六人に届いた手紙
 約束の時間までは余裕があったので、優子と幸子は手紙について話している。


「優子は誰が書いたと思う? まさか加奈の幽霊って事ないよね?」


「幽霊か……。信太と翔が海で加奈を見たって言うんだよね……」


「嘘〜〜〜っ! でもそうだったら、幽霊が手紙を書いたって言うの? それか、私達六人の中の誰かがイタズラで書いたって事ないかなぁ。でもそれなら優子が電話した時、名乗り出ても良かったよね」


 本当だ。もし六人の中の誰かがイタズラで手紙を書いたとして、何もやましい事がないなら隠す必要性はない。やはり幽霊なのだろうか?

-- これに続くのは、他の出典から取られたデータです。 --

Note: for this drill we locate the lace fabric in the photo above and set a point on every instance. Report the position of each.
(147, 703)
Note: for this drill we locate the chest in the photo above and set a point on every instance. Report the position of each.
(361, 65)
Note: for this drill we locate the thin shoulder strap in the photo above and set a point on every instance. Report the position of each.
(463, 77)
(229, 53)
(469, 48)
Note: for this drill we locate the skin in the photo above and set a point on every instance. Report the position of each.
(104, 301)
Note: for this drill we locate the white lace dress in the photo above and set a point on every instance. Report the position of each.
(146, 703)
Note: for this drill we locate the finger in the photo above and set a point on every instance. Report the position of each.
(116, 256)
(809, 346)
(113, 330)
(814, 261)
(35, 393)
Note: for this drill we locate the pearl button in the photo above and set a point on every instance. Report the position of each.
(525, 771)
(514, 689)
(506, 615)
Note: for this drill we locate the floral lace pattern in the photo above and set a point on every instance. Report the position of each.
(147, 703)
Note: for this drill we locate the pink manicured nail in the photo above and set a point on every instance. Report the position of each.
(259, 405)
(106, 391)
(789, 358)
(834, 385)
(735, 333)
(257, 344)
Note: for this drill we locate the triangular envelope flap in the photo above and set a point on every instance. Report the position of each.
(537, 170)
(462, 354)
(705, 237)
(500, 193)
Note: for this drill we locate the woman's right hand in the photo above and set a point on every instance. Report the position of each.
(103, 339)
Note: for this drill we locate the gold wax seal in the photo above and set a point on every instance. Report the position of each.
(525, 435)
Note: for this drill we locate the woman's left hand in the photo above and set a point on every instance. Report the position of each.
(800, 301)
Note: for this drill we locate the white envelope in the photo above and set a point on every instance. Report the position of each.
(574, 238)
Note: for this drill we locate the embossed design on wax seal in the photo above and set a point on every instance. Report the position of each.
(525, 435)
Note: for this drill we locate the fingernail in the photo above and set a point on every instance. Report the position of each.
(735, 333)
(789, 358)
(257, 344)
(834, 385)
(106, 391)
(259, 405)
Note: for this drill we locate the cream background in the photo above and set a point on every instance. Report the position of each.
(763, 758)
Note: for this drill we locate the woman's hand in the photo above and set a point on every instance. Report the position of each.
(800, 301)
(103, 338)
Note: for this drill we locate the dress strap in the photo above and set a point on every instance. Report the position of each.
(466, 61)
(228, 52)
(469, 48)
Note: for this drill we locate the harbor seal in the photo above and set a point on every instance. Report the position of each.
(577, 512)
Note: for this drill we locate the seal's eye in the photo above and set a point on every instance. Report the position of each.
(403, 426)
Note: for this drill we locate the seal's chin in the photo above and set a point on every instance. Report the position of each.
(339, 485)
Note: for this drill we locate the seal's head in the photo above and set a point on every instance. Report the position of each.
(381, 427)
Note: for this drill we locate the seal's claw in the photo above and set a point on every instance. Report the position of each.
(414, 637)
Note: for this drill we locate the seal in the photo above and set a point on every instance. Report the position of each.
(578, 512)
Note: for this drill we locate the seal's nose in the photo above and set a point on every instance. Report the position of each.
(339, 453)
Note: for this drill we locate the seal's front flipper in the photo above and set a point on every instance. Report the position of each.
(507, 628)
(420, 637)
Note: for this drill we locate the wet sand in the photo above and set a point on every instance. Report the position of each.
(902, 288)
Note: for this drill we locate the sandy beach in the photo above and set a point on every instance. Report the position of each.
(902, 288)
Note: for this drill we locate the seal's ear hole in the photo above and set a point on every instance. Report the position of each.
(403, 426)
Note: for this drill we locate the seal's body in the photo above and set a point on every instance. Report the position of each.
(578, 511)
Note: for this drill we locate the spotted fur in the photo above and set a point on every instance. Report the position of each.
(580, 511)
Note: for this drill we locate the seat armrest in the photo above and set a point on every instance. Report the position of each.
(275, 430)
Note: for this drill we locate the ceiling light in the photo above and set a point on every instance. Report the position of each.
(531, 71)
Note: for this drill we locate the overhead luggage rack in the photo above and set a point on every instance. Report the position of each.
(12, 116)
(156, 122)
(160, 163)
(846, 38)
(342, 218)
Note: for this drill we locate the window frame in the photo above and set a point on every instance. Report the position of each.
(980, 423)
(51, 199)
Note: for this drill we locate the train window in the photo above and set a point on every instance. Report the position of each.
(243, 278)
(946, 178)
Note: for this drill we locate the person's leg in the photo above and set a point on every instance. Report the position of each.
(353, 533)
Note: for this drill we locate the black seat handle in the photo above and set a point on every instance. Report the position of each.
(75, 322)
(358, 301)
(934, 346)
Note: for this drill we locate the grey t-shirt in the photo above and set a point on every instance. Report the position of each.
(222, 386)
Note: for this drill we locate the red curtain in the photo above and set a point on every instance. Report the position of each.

 あれこれ話してるうちに家を出る時間になってしまった。


「翔、パパの言う事聞いておりこうさんにしててね。ママ明日には帰って来るから」


「うん。僕おりこうさんにしてるから早く帰って来てね」


 翔を信太に頼み、玄関を出ようとすると、


「優子、幸ちゃんも、何かあったら電話しろよ! (丸山旅館)は、こっから車で一時間
もかからないんだから、すぐ飛んで行ってやる!」


 信太は真剣な顔をしていた。昔のストーカー事件を思い出したのかもしれない。それは優子も同じだった。

 見えない闇に放り出された様な奇妙な感覚……。